Mouvement 3 : la femme, la fascination et l’extase : 3eme et 4eme strophe

-On observe un changement dans l’énonciation le poète s’adresse à une femme : « de tes
yeux »
-Première occurrence de « Poison » dans le poème + 2 strophes qui lui sont consacrées.
-Notons la négation syntaxique totale « tout cela ne vaut pas » et la répétition « de tes yeux, de
tes yeux » qui montre que le poison le plus puissant est le poison féminin.
-La répétition « de tes yeux, de tes yeux » montre de plus la puissance de la fascination qui
déclenche l’imagination. Les yeux de cette femme sont comme un miroir où se reflète l’âme du
poète.
-Métaphore du lac (miroir et yeux)
-Dérèglement de perception : « mon âme tremble et se voit à l’envers » + le tiret qui met en
valeur la puissance de l’ensorcellement provoquée par ses yeux.

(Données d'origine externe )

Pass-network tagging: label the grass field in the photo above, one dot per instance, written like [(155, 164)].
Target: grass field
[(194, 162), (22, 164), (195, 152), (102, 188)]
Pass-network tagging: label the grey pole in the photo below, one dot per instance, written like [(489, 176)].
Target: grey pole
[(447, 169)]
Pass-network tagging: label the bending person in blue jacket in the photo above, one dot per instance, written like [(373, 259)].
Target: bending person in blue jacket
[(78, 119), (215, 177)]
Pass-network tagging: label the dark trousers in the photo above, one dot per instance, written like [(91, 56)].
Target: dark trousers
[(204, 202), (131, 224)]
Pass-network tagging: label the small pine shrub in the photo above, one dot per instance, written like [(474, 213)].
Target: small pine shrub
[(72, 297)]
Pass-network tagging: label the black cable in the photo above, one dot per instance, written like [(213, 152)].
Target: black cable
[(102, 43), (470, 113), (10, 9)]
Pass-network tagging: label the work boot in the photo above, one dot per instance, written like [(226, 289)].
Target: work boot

-Création d’un besoin qui échappe à son contrôle à travers la personnification « songe(…)
Se désaltérer ».
-« Mes songes » : ses pensées sont transformées (processus alchimiste) en meute assoiffée. —>
Instinct primaire réveillé par la beauté de cette femme + « en foule ». Il perd la maîtrise de
son esprit mis en valeur par l’enjambement (création de confusion).

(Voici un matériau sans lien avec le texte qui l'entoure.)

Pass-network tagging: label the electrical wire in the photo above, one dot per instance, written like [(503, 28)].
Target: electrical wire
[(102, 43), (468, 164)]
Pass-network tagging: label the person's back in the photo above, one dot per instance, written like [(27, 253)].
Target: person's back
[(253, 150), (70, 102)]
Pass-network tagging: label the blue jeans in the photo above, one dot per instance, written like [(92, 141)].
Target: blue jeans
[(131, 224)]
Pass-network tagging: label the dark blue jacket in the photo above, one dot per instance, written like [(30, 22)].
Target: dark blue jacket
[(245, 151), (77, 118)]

-Mais ce besoin vital est teinté de danger : « mon âme tremble » + « gouffres amers » =
mouvement de descente.

-L’anaphore : « tout cela ne vaut pas » : redouble le pouvoir de la femme (supérieur au vin
et à l’opium) qui l’emmène vers un territoire encore plus puissant, celui de la beauté et
de la sexualité.
-L’oxymore « terrible prodige » : alliage de plaisir et de danger qui ne vont pas l’un sans
l’autre : le plaisir est dangereux.
-Miracle du contact charnel : « ta salive qui mord », il permet de faire disparaître comme
par magie son spleen : « mon âme sans remord ». Le plaisir charnel permet d’oublier la
souffrance.
-Mais cette souffrance ne disparaît qu’au prix d’une autre souffrance « qui mord »

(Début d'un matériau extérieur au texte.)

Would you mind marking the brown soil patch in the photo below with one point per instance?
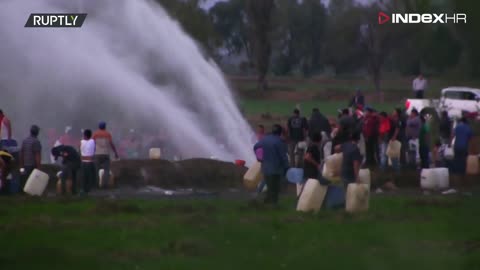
(193, 173)
(433, 203)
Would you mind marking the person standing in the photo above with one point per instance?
(87, 152)
(463, 135)
(297, 128)
(358, 101)
(5, 129)
(318, 123)
(397, 133)
(370, 133)
(384, 139)
(103, 146)
(30, 154)
(71, 162)
(312, 158)
(445, 128)
(424, 143)
(419, 85)
(352, 159)
(274, 162)
(414, 124)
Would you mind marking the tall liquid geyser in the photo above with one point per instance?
(130, 63)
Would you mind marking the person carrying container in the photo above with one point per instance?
(274, 163)
(70, 164)
(30, 154)
(87, 152)
(6, 165)
(103, 146)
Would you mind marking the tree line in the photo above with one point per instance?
(285, 37)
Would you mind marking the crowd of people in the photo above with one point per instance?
(362, 134)
(82, 156)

-Miracle de la force surpuissante de l’extase érotique qui soulève : diérèse « charriant »
provoque le vertige, une perte de repère, le plaisir est si fort qui fait défaillir l’âme.
-Association de plaisir sexuel et mort : désir qui contient sa propre mort « rives de la
mort ».
-Suppression du passé, du futur + emballement sensoriel « roule » ponctuation
expressive.
-Mais comme toujours le danger est synonyme de plaisir.

Le poème sur le poison qu’on comprend au départ comme le vin ou l’opium se transforme donc ici en
une sorte de poème d'amour paradoxal et ambigu, puisque la nuance qu'il apportait à l'opium se
retrouve aussi dans l'éloge de la femme : il s'agit bien d'un plaisir contradictoire et ambigu. Il n’y a
pas de plaisir sans danger. Dans Les Fleurs du mal, l’ambiguïté est à trouver aussi du côté de la
femme comme dans « Le Léthé » où elle est à la fois celle qui permet au poète de s’extraire du
spleen par l’amour charnel mais aussi une femme froide et indifférente.